La critique anglo-saxonne recourt à l’expression « lad lit » pour qualifier l’équivalent masculin de la « chick lit », bien connue au Québec. Les publications du genre ont ceci en commun qu’elles gravitent généralement autour de mâles amitiés, de bamboches citadines ponctuées de séances de sexe sans lendemain, bref, de personnages polygames assez minces qui boivent sec et pissent loin. Sans se résumer à cette dimension superficielle tout aussi superficiellement résumée, disons que Tabagie, le deuxième roman de François Racine en autant d’années, se complaît abondamment dans ces sujets-refuges auxquels semblent puiser plus ou moins heureusement chaque génération de jeunes écrivains comme s’il s’agissait d’un rite de passage.
Après le roman de la route Truculence vient donc celui de la ville, de Montréal et de son quartier Côte-des-Neiges, où la tabagie du titre a pignon sur rue.

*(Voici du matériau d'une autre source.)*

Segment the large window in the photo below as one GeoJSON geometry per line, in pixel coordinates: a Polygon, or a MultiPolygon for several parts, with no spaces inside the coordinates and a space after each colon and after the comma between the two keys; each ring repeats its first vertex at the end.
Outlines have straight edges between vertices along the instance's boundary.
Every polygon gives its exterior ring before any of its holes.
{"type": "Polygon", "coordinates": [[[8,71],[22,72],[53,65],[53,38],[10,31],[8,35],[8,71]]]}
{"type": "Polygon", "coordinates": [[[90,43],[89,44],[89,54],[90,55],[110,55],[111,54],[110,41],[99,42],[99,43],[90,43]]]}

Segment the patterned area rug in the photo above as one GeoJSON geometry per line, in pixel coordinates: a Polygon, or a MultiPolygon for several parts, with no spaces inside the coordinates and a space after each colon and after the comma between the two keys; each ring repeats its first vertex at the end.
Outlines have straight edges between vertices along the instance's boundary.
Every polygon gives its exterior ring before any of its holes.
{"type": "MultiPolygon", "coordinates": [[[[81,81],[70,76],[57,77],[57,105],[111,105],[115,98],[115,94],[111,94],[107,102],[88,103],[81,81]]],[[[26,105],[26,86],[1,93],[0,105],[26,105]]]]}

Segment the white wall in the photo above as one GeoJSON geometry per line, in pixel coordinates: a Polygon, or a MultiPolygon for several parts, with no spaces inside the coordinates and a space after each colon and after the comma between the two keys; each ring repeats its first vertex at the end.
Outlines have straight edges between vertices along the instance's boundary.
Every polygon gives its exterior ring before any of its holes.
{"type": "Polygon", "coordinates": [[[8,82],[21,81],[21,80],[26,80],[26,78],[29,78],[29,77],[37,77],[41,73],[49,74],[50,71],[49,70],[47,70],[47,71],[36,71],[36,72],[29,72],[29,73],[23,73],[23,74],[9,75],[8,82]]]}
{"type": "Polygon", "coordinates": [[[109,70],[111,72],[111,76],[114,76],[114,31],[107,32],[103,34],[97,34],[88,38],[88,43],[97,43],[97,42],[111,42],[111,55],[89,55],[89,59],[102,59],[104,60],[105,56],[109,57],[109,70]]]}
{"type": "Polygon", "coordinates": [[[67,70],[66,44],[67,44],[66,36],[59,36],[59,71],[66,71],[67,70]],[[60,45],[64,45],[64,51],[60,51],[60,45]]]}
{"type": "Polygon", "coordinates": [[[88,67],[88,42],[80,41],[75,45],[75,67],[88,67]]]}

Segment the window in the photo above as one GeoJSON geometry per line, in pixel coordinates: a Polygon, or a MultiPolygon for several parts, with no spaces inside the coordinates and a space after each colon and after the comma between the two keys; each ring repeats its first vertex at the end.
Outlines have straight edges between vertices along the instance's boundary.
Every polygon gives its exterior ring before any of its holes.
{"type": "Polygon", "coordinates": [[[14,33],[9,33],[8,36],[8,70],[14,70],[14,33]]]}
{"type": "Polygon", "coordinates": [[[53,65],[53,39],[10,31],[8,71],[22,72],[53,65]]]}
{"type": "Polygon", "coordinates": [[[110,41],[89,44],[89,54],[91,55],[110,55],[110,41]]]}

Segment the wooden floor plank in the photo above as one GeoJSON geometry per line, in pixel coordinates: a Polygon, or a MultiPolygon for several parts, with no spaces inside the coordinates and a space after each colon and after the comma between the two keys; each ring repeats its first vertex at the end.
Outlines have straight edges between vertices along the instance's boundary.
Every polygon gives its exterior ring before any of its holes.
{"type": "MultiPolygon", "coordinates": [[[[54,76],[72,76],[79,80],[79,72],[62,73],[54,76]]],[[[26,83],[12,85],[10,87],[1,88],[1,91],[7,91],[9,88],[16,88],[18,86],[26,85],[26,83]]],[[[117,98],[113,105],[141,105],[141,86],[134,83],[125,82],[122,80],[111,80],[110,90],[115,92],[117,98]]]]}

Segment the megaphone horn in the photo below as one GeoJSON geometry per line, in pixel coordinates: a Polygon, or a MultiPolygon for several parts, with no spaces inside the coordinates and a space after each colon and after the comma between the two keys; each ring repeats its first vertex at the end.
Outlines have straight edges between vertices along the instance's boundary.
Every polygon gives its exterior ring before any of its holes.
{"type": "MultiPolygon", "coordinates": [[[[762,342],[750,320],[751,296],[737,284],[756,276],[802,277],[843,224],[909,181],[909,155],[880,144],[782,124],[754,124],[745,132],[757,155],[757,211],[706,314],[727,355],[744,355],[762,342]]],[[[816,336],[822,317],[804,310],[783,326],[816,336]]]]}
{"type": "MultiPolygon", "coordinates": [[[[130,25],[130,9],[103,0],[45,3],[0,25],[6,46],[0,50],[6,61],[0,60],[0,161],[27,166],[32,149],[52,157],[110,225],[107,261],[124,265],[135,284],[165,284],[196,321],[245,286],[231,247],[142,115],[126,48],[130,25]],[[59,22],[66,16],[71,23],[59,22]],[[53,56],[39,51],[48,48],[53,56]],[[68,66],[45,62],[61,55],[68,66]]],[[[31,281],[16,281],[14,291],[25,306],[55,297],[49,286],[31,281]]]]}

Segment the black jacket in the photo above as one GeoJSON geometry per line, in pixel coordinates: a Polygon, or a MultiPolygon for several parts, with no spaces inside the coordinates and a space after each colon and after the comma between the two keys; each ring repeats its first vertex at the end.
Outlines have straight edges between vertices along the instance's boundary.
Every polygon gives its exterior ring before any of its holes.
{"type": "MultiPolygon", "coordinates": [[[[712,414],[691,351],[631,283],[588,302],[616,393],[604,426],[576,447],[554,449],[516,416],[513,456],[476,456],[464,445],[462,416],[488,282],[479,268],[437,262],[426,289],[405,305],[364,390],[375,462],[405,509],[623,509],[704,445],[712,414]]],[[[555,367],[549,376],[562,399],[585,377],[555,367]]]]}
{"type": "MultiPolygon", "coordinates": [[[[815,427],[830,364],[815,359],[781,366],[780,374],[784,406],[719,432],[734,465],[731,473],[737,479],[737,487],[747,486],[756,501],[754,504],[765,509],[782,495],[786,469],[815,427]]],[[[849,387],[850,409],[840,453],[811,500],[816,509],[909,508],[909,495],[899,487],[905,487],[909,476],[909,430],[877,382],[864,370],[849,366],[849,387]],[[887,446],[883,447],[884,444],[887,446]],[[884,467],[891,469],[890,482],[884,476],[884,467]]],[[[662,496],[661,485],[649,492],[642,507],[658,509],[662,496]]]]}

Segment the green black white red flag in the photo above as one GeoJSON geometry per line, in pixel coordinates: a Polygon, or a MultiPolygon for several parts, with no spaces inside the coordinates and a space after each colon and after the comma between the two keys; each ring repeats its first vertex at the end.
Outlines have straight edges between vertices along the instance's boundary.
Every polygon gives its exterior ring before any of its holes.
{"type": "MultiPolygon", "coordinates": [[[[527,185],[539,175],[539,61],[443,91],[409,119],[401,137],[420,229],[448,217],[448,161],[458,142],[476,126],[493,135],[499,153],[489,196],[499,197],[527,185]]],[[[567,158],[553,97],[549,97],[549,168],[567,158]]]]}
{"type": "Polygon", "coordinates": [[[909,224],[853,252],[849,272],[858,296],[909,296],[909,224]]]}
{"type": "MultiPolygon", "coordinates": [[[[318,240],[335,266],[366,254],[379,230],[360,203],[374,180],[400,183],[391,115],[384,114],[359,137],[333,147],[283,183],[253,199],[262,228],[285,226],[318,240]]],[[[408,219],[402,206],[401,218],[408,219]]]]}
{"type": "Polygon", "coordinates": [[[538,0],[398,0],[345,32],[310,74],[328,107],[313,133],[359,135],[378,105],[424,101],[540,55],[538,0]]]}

Léo Rivière y travaille à la petite semaine en attendant de terminer (de commencer) un mémoire sur Proust, si ce n’est sur Céline. L’idée de camper l’action dans ce laboratoire social, carrefour des sociabilités humaines, représente un point de départ intéressant. Mais au réalisme du portrait de société, l’auteur préfère le pittoresque d’une clientèle de déséquilibrés. La chose fait d’abord sourire. Après cent pages, on est en droit de se demander s’il y a un seul lecteur sain d’esprit dans le grand Montréal de Racine. La piste de la tabagie condamnée, celle des frasques sexuelles et des exploits éthyliques mise de côté, que reste-t-il ?
Une captivante partie de pinball amoureux entre Rivière et Natalia, « Québécroate » étourdie comme une toupie, une femme au passé trouble qui l’entraîne avec elle dans le tourbillon de sa perte. Les moments les plus forts de cette relation destructrice rappellent d’ailleurs agréablement Ces spectres agités et le Louis Hamelin des débuts, ce qui n’est pas peu dire. C’est probablement là l’aspect le plus réussi du roman, le filon le mieux exploité jusqu’à la finale explosive qui laisse pantois. Racine renoue avec son style reconnaissable entre tous, une écriture oralisante, une « oraliture » qu’il expérimente en bon disciple de Céline. La demi-mesure n’est cependant pas son fort. Trop envahissants, trop gratuits, la moitié des jeux de mots racolent en éclipsant les plus travaillés. Résultat ? Une demi-réussite.